The FAA awarded a $16.7 million contract–which could balloon to $340 million if options are exercised–to Honeywell International to build the first phase of the local-area augmentation system (LAAS) to deliver Category I precision landing systems at major U.S. airports. If phase two is ordered, the first Cat I LAAS units will be installed at Chicago O’Hare; Houston Intercontinental; Juneau, Alaska; Memphis, Tenn.; Phoenix; and Seattle airports. The first system is scheduled to be operational by late 2006.
The initial phase provides for the software and hardware design of the Cat I LAAS. The phase two and phase three contract options cover the development and production of the Cat I system. Cat I provides guidance down to 200 feet and one-half mile.
The contract was originally scheduled for an award last September, but was restructured to minimize program financial and technical risks by separating the design and development phases.
LAAS is expected to provide a significant improvement in aircraft and airport operations.
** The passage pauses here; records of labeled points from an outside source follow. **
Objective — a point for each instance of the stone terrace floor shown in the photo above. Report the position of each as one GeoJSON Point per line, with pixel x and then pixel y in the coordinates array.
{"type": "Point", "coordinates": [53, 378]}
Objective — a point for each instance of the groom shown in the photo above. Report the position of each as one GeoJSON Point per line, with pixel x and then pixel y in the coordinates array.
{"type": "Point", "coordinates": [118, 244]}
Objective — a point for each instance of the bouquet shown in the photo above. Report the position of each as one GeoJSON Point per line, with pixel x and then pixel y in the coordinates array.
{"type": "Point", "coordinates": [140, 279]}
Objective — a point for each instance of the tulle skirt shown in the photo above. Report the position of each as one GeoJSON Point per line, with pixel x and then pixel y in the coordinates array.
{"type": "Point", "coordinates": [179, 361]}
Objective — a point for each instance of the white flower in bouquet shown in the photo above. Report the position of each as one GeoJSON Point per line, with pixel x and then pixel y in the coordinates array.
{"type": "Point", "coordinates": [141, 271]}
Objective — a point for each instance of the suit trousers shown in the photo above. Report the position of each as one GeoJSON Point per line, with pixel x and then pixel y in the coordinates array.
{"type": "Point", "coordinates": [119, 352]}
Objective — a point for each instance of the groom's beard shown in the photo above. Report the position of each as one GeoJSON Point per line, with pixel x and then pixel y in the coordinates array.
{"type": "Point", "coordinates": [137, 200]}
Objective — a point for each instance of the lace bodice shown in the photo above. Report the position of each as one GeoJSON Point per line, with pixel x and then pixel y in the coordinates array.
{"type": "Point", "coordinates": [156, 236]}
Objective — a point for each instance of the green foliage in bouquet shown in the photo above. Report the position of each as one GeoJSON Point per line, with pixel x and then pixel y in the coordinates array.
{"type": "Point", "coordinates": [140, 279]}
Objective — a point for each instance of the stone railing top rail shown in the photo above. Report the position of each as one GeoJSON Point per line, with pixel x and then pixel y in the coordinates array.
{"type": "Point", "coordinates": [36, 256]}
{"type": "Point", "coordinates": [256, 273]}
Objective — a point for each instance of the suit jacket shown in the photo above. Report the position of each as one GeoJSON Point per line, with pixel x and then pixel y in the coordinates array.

The FAA said the benefits of the LAAS include:
• A single LAAS will provide precision landing service for most runways at an airport;
• Approaches that will avoid obstacles, restricted airspace, noise-sensitive areas or congested airspace can be transmitted directly to each equipped aircraft; and
• LAAS can be installed at some airports where conventional landing systems cannot be used because of space or radio-frequency spectrum constraints.
“LAAS will enhance the safety and efficiency of air travel by increasing the accuracy, availability, continuity and integrity of the information received from the GPS constellation,” said FAA Administrator Marion Blakey. “LAAS represents the FAA’s continued transition from a ground-based navigation system to one that integrates aircraft performance and satellite technology.”